Malin leans further forward over the table. Asks again: ‘Like what, Sven? Send me to rehab?’

‘Maybe that’s exactly what you could do with.’

And Malin stands up, hissing at him angrily: ‘I’ve just had a threatening letter containing pictures of my parents taken in secret, and you’re talking about rehab!’

‘I’m not just talking about it, Malin. I mean it. Pull yourself together, or I’ll have to suspend you and get you checked in for some sort of treatment before you can come back to work. I’ve got strong grounds to force you to do that.’

Sven’s voice without any softness now, the boss, the man in charge, and Malin sits down again and says: ‘What do you think I should do with Mum and Dad?’

‘It might do you good, Malin. Get you back on track again.’

‘Should I tell them?’

‘Think about it. Once this case is cleared up.’

‘Can we ask the police in Tenerife to keep an eye on them? And on Goldman?’

‘That’s what we’ll do, Malin.’

‘Do what?’

‘Wait and see, as far as you’re concerned. As for the rest, we’ll contact the local police on the Canary Islands. I presume you’ve got a contact there?’

Malin feels the last remnants of the day’s nausea leave her body. Rehab.

Over my dead body.

Got it, Sven?

Not a chance in hell. I was just a bit down. I’m dealing with it, you’ve got to believe me, Sven.

A hand on Sven’s shoulder, a cup of tea on the table in front of him.

‘Your tea, Earl Grey, extra strong, just the way you like it.’

The rain is tapping stubbornly at the car roof.

Her stale breath fills the car as she pulls out her mobile and brings up Jochen Goldman’s number, but there’s no ringing tone, just a bleep followed by a message in Spanish, presumably saying that the person cannot be reached, or that the number is no longer in use, or something equally bloody irritating. Malin clicks to end the call, puts the mobile phone on the passenger seat, and wonders if it’s her or the damp air making the car smell of mould.

She starts the car.

Won’t tell Dad. Or Mum.

She drives home to her empty flat, hoping that she’ll be able to sleep.

Malin can’t sleep. Instead she looks out of the window, at the rain drawing jerky lines on the night sky.

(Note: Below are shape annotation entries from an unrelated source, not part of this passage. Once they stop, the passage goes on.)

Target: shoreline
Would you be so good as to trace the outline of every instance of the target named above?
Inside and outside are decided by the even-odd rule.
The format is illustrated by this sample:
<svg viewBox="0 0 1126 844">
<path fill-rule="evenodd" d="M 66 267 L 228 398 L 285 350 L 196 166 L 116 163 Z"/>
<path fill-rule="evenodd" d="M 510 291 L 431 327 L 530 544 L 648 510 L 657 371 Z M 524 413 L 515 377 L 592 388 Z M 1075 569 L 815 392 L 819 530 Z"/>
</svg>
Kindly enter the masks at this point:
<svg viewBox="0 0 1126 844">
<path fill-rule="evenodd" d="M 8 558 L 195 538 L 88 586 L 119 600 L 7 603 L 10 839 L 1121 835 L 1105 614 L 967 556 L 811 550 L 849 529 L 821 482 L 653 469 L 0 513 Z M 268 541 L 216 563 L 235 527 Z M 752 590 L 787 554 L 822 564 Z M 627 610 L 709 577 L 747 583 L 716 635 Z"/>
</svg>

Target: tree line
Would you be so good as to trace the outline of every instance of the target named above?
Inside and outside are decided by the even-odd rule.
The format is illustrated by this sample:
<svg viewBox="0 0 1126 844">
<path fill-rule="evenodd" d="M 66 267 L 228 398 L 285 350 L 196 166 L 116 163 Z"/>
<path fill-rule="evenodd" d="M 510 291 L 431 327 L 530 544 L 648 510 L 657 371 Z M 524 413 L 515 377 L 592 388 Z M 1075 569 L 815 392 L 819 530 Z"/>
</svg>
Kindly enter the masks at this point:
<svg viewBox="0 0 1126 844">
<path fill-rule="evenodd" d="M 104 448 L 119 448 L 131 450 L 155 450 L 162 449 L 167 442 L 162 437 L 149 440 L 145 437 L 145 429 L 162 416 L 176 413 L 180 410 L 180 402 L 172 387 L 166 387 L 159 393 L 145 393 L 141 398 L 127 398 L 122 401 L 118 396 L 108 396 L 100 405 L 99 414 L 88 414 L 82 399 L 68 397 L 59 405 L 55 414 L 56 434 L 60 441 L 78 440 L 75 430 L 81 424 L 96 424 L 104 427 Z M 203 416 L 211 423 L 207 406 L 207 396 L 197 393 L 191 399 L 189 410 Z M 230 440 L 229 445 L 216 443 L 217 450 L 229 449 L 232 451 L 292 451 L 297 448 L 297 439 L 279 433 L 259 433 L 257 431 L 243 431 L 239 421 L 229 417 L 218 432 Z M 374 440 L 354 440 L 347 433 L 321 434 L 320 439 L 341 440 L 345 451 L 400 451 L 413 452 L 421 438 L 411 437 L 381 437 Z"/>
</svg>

Her body is warm under the covers, calm, not screaming for alcohol or anything else. She dares to allow the extent of her longing for Janne and Tove into the room.

She pulls the covers over her head.

Janne is under there. And Tove as a five-, six-, seven-, eight-, nine-year-old, every age she has ever been.

I love the idea of our love. That’s what I love. Isn’t it?

A knock at the window.

Twelve metres above the ground.

Impossible.

Another knock, the familiar sound of glass vibrating slightly.

She stays where she is. Waits for the sound to stop. Is there something rustling out there? She pulls off the covers. Leaps the few metres to the window.

Rain and darkness. An invisible body drifting above the rooftops?

Drink. Drink.

The words throbbing in her temples now. And then the knocking at the window, three long, three short, like a cry for help from some distant planet.

Am I the one crying out? Malin wonders when she’s back under the covers a few seconds later, waiting for more knocking that never comes.